Ni2+ (ou Co2+) peut former des complexes avec 4 ou 6 ligands. On peut l'immobiliser sur des phases stationnaires greffées de motifs chimiques qui pourront le lier avec 4 coordinences et telles que Ni2+ (ou Co2+) ainsi immobilisé puisse réaliser ses 2 dernières liaisons de coordinence avec une étiquette his-6 ajoutée à une protéine à purifier. Les 2 figures ci-dessous présentent une résine « classique » nickel-NTA(nickel- nitrilotriacetic acid). Le motif acide nitriloacétique greffé forme un chelate tétradentate avec Ni2+. Il reste 2 coordinences pour interagir avec les atomes d'azote du cycle de la chaîne latérale de deux résidus histidines.
Certains appellent l'IMAC chromatographie d'affinité cation métallique-chélate, c'est une meilleure appellation que chromatographie d'affinité sur métal immobilisé (Immobilized Metal Affinity Chromatography) mais cette dénomination est peu fréquente.
« A possible model is that of an interaction of a metal ion with histidine residues n and n+2 of a His tag. This is confirmed by the fact that IMAC ligands can bind to His tags consisting of consecutive histidine residues as well as to alternating tags.
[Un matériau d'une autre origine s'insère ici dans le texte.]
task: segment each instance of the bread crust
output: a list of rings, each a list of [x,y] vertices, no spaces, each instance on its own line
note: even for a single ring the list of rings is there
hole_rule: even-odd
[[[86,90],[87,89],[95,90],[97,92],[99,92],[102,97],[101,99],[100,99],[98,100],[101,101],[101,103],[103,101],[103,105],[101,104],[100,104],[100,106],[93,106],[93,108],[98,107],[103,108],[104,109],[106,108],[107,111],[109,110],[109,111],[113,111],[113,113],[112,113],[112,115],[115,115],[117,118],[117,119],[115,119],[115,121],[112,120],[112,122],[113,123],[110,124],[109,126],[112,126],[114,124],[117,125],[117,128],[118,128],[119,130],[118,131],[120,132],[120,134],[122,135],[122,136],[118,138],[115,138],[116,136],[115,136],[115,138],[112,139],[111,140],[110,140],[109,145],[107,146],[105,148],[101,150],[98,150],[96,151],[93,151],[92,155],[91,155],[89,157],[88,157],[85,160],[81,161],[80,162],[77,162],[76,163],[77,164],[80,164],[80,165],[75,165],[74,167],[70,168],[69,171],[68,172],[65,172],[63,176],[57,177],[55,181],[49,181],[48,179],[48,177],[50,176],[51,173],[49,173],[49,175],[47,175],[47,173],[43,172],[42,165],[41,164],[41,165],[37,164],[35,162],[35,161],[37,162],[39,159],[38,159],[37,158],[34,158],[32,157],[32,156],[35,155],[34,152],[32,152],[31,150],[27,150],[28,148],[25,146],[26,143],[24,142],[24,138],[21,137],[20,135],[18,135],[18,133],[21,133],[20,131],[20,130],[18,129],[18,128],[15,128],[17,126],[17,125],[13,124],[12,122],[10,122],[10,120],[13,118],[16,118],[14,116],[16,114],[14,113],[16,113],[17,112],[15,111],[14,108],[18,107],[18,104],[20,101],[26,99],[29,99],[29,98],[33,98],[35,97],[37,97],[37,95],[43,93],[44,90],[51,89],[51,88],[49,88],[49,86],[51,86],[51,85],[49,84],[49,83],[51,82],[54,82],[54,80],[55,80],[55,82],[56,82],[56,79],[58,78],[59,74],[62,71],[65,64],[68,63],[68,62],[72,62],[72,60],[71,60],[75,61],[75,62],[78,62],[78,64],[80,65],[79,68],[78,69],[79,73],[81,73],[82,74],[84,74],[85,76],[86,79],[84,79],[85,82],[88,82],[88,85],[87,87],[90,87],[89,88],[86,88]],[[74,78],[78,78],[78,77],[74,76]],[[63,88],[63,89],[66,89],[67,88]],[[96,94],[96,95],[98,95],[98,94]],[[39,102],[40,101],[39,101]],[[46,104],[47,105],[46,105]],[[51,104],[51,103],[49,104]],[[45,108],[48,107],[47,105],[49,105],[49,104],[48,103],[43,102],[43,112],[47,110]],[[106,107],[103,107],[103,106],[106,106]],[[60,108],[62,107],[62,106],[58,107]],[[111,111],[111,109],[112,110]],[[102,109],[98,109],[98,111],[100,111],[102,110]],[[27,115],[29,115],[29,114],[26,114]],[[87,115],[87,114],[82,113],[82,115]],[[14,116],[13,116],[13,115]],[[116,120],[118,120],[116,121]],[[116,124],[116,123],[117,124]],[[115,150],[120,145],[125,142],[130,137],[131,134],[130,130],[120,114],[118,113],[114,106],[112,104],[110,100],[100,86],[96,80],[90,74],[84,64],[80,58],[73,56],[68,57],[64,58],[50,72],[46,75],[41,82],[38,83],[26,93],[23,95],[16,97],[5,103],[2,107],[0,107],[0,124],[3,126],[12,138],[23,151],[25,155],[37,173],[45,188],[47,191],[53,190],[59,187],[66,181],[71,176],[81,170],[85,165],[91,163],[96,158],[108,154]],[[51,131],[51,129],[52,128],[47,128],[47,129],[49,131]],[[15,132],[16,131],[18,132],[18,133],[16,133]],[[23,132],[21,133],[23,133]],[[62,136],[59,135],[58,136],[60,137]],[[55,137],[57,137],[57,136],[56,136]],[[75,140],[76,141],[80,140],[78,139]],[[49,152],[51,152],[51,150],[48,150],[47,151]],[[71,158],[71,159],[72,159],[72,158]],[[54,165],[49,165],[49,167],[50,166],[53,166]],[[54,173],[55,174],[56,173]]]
As at least consecutive His tags are usually unstructured and thus flexible, other interaction patterns such as n:n+1, n:n+3, n:n+4, and so on could be imagined as well... » D'après Helena Block et al. ; Methods in Enzymology, 2009 ; Volume 463, 439:473.
Note importante à propos de la liaison de coordinence = liaison de coordination. En approche très simple, elle peut être vue comme une liaison de covalente un peu spéciale et qui serait assez labile : le cation métallique accepte les paires d'électrons de liaison des doublets libres des ligands. Les termes synonymes liaison chélate ou liaison dative sont censés être obsolètes.
les élutions usuelles sont réalisées à l’aide d'un compétiteur : l'imidazole. Le mot imidazole désigne le nom du motif de la cahîne latérale de l'histidine. Donc on comprend facilement l'effet compétiteur.
Les élutions en mode gradient sont recommandées.
En dessous de pH <6 les résidus histidines vont se protoner (le doublet libre de N devient ainsi indisponible pour établir une liaison de coordinence avec Ni2+) et ne pourront plus lier le nickel. On pourrait donc utiliser une variation de pH vers les pH acides pour éluer. Ce n'est pas classique.
La sélectivité pour l'étiquette his-6 n'est pas parfaite. « In E.coli, the proteins observed to copurify with His-tagged target proteins can be divided into four groups: (i) proteins with natural metal-binding motifs, (ii) proteins with histidine clusters on their surfaces ... » (Pour de telles protéines, une colonne Ni-NTA peut servir de colonne d'affinité même sans l'ajout d'une étiquette...)
Le nickel peut être chélaté par l'EDTA ou l'EGTA, aussi ces composés doivent être utilisés avec parcimonie.